Культура
18:47, 14 февраля 2014

Увы, мой стих не блещет новизной Как и зачем переводят Шекспира для современного театра

Александра Зеркалёва
Сцена из спектакля «Укрощение строптивой» в Театре Наций
Фото: Сергей Петров

В 2014 году мир отмечает 450-летие Уильяма Шекспира. К юбилею великого англичанина почти каждый московский театр готовит спектакль по его пьесе. В сезоне 2013/2014 на столичных сценах одновременно идут 10 «Гамлетов», причем три из них — премьеры. Режиссеры пытаются показать неожиданное прочтение шекспировских пьес, что довольно непросто, когда речь идет о произведениях с четырехвековой историей постановок.

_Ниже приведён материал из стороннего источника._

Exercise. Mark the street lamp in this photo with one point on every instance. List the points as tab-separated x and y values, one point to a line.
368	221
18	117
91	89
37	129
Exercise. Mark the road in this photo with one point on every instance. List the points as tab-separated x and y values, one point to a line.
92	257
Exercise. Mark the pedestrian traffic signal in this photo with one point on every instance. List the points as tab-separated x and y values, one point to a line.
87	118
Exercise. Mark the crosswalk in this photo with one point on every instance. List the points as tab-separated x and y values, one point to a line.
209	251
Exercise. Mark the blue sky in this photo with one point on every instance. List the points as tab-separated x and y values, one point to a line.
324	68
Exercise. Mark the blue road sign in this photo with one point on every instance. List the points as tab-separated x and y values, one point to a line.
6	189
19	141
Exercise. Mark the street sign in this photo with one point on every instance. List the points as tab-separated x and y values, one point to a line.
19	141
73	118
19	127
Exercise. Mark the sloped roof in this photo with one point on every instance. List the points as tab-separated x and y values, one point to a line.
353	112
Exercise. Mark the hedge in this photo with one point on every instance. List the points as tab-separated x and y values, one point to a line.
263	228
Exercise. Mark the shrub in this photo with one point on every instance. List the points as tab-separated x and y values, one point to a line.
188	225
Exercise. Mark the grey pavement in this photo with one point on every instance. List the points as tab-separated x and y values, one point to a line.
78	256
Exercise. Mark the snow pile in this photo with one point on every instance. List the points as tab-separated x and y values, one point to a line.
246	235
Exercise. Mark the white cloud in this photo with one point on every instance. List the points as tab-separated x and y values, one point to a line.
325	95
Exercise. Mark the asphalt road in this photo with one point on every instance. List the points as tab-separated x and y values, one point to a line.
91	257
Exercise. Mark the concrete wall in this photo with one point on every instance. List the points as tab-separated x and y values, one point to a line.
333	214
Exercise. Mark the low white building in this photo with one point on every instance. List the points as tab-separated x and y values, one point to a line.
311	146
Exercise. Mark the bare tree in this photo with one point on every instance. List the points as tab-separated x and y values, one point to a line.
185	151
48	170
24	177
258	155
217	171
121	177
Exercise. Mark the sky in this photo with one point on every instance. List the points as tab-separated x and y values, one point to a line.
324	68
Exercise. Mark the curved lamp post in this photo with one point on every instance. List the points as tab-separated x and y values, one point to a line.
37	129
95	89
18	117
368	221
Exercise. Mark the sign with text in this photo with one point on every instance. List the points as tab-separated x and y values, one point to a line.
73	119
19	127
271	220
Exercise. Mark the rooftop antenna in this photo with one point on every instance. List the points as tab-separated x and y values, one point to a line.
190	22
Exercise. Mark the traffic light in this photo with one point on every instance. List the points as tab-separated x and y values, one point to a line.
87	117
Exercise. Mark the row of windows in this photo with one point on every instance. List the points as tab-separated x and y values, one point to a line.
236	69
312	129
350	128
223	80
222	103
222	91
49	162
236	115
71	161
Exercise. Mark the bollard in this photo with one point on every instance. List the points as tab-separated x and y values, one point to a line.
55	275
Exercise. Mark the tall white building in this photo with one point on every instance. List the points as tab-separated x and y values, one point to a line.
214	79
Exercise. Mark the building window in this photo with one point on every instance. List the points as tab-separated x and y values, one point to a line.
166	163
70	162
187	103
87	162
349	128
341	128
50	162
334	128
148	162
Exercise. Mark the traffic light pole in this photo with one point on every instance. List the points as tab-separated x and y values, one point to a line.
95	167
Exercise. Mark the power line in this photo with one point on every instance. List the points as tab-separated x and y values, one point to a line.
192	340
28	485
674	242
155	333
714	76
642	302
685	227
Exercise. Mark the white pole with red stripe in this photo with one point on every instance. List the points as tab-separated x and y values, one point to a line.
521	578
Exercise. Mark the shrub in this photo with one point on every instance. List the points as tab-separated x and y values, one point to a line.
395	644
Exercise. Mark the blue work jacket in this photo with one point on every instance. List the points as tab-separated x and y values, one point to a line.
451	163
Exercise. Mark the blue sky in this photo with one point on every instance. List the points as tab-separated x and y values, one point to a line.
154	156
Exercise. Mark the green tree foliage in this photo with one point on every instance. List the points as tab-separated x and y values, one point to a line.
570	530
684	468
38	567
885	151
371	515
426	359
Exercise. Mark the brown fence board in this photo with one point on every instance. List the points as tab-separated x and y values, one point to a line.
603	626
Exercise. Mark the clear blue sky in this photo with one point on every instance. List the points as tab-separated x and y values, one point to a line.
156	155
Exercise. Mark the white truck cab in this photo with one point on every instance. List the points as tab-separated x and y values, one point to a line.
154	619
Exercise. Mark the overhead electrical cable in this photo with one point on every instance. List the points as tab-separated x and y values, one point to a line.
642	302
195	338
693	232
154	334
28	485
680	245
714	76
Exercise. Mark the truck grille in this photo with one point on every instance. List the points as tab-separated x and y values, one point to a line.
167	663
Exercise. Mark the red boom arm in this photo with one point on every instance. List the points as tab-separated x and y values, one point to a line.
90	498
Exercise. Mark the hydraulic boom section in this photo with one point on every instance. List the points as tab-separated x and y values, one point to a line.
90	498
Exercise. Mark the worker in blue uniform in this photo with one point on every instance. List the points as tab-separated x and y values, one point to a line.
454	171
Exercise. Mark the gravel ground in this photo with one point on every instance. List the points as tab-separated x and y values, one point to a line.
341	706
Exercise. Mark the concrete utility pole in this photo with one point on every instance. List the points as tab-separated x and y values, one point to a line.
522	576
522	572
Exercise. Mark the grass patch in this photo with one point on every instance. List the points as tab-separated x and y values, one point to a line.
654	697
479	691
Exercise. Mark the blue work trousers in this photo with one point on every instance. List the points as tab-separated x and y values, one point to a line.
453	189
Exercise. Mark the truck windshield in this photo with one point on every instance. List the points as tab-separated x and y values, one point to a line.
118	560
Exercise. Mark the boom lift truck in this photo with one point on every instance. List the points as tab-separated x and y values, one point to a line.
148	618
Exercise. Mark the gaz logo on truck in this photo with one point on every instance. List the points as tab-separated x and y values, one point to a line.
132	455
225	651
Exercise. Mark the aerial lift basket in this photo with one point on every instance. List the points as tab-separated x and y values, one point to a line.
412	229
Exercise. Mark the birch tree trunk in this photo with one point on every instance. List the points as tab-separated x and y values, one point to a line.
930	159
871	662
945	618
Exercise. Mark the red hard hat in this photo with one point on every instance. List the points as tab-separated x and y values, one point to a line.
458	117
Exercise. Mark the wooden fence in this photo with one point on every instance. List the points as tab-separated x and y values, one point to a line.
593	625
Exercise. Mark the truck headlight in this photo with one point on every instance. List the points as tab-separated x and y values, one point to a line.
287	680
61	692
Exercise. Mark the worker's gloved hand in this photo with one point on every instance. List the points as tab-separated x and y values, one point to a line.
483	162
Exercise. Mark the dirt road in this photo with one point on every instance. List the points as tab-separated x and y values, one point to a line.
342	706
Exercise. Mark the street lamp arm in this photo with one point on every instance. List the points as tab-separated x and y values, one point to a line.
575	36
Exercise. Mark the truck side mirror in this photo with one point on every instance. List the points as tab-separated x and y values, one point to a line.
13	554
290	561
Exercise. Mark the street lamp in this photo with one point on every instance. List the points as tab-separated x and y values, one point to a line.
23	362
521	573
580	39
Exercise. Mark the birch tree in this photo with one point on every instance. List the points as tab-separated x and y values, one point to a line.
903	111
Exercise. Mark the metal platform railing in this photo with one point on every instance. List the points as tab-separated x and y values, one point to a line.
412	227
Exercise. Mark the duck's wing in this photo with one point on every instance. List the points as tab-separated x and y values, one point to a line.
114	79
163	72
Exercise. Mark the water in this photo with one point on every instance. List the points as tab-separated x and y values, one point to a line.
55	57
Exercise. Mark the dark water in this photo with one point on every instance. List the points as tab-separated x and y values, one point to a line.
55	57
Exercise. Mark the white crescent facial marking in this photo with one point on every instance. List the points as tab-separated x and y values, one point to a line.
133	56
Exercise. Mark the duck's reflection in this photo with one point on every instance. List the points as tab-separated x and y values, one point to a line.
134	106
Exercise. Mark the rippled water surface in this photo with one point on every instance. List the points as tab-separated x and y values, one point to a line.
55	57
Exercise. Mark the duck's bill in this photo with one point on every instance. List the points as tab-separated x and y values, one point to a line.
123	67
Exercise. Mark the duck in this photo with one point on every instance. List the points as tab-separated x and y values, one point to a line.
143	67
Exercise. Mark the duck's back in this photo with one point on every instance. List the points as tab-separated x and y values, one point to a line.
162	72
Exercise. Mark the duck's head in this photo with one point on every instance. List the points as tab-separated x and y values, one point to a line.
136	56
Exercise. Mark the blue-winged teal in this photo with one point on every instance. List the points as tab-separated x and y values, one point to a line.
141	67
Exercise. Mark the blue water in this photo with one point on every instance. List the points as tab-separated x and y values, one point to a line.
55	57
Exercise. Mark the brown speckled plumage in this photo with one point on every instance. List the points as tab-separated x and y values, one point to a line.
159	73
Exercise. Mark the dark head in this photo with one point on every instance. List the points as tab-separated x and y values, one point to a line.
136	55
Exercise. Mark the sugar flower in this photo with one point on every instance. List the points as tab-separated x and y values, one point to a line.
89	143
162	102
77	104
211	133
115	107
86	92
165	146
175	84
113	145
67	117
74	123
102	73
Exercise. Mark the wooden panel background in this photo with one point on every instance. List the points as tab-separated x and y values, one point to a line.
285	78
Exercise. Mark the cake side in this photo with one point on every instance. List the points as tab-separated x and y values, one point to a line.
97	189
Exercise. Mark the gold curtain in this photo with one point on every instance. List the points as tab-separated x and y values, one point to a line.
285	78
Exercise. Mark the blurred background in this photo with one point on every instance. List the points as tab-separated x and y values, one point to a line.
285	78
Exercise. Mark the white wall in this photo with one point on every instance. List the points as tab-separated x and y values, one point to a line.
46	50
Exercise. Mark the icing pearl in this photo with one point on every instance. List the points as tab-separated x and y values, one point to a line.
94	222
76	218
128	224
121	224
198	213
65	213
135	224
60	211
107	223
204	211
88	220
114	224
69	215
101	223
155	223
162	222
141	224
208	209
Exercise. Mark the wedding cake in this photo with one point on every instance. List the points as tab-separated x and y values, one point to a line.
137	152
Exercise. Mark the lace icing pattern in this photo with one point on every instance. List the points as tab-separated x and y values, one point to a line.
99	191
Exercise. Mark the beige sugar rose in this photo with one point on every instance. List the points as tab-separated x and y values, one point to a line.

В поисках новых интерпретаций Шекспира театры прибегают к самым разным способам подачи его пьес. Одни берут его раннюю смешную комедию и делают из нее жутковатую философскую притчу («Комедия ошибок», Роберт Стуруа, Et Cetera). Другие превращают главную трагедию Шекспира в технологичный моноспектакль ведущего российского актера в постановке одного из лучших мировых режиссеров («Гамлет. Коллаж» Робера Лепажа с Евгением Мироновым, Театр Наций). Третьи приглашают самого «русского» из британских режиссеров поставить сложную внежанровую пьесу Шекспира («Мера за меру», Деклан Доннеллан, Театр имени Пушкина). А некоторые решают, что поиски нового сценического языка стоит начинать с нового языка литературного, и ставят спектакли по свежим переводам английского драматурга.

В текущем сезоне в московских театрах состоялись сразу три премьеры по пьесам Шекспира, в которых постановщики использовали совсем или относительно новые переводы. «Лента.ру» решила выяснить у создателей этих спектаклей, чем был продиктован такой выбор и каким образом заново переведенные тексты английского драматурга способствовали лучшему воплощению режиссерского замысла. Собственно художественные достоинства переводов при этом не рассматривались, речь шла именно о «театральной» стороне вопроса. Оказалось, что главные достоинства новых русских «Гамлетов» и «Укрощения строптивой» заключаются в том, что они говорят со зрителями более современным и доходчивым языком, дают актерам больше пространства для самовыражения и усиливают комизм шекспировских острот.

«Гамлет», театр имени Ермоловой. Режиссер Валерий Саркисов. Переводчик — Андрей Чернов.

Искусствовед и поэт Андрей Чернов перевел «Гамлета» в 2001 году, однако до сих пор пьеса в этом варианте выходила на московской сцене только однажды. В 2002 году ее поставил Дмитрий Крымов с Валерием Гаркалиным в главной роли. Спектакль шел один сезон. В декабре 2013-го состоялась премьера в театре Ермоловой, в которой главную роль сыграл 25-летний ученик режиссера Саркисова Александр Петров.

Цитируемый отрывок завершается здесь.